When I was young, death happened and then it was quickly swept under the rug. No one talked about it. It was taboo to share feelings, display emotions, or talk about the deceased. If the subject inappropriately came up in conversation, the dead was placed on a pedestal and honored with fictional perfection. If they aren't real, grief was unwarranted. Grief was shameful and hidden.


It's hard for me to understand all this grief my friends feel and freely express. I wonder if they think I might understand because of my loss. They have no concept I think it's weird and I keep wondering why they can't get over it. They were so lucky to have mothers for every life milestone always there for advice and support. Their mourning feels like bragging and at times their self-centered, inconsiderate constant wallowing makes me feel irate. I don't know why they aren't focusing on celebrating this wonderful relationship they once had.  They were so lucky. It was such a gift. Of course, if they constantly talked about how lucky they were, that would drive me INSANE. I'm just not good with mother talk of any kind. 

I'd like to think empathetic listening is what friends are for which is why I smile, nod, email supportive anecdotes and encouraging suggestions. There is no way I can say anything as these friendships are tenuous at best.
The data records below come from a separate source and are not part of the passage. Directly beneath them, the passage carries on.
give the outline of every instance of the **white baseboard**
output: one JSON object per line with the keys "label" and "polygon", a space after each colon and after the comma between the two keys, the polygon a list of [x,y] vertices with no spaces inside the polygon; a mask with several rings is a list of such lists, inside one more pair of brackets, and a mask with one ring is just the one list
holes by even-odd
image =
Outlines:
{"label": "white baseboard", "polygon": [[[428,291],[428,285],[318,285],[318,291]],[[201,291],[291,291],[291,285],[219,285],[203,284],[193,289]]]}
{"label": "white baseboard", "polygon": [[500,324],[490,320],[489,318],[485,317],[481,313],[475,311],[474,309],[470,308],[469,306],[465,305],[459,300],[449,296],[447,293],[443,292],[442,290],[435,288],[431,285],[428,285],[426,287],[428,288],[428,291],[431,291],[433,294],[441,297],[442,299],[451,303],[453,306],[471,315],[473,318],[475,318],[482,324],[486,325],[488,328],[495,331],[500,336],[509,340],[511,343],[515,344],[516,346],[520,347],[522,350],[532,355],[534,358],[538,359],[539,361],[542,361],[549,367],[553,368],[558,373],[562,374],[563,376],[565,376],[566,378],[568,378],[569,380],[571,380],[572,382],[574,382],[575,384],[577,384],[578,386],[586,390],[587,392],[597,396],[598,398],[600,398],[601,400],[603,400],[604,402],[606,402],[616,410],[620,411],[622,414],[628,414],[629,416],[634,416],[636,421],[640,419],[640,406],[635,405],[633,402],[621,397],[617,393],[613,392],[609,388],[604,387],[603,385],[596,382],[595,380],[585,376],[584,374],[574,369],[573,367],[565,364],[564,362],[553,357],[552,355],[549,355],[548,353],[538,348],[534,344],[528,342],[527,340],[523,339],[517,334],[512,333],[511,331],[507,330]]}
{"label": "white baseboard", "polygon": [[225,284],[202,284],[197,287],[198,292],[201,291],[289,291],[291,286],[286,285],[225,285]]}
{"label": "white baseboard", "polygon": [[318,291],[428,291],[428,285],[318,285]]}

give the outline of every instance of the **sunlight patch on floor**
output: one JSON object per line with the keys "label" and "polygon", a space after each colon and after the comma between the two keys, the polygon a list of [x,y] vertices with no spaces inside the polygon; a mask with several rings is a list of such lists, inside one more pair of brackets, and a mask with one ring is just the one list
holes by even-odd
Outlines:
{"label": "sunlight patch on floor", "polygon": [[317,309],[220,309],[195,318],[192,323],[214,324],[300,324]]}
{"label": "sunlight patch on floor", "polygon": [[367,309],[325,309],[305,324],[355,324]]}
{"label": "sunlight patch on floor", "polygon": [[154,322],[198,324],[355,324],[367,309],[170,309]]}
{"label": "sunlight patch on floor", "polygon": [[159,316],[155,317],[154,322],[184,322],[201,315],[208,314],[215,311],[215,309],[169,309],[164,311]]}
I'm expected to be the good friend although rarely do I get support or understanding from any of these women. As I'm writing this I get ANOTHER email from ANOTHER friend whining about her dead mother's Christmas tree. It's constant between November and January. I find during the holidays I appreciate and prefer the company of women who didn't like their mothers.

Yes, I know this makes me sound bizarrely sociopathic. Perhaps sociopathy is a product of childhood grief? I know grief contributes to genetic mutations that cause chemical sensitivity, so I can safely assume it's probably caused some personality disorders. I know they are grieving and, based on my experience, it'll last them a lifetime. It definitely changes the concept of Christmas.

MERRY CHRISTMAS...anyway.


Well, that was in the holiday spirit, eh? I am trying to write more blog posts as my New Year's Resolution. I'm thinking now maybe I shouldn't. LOL!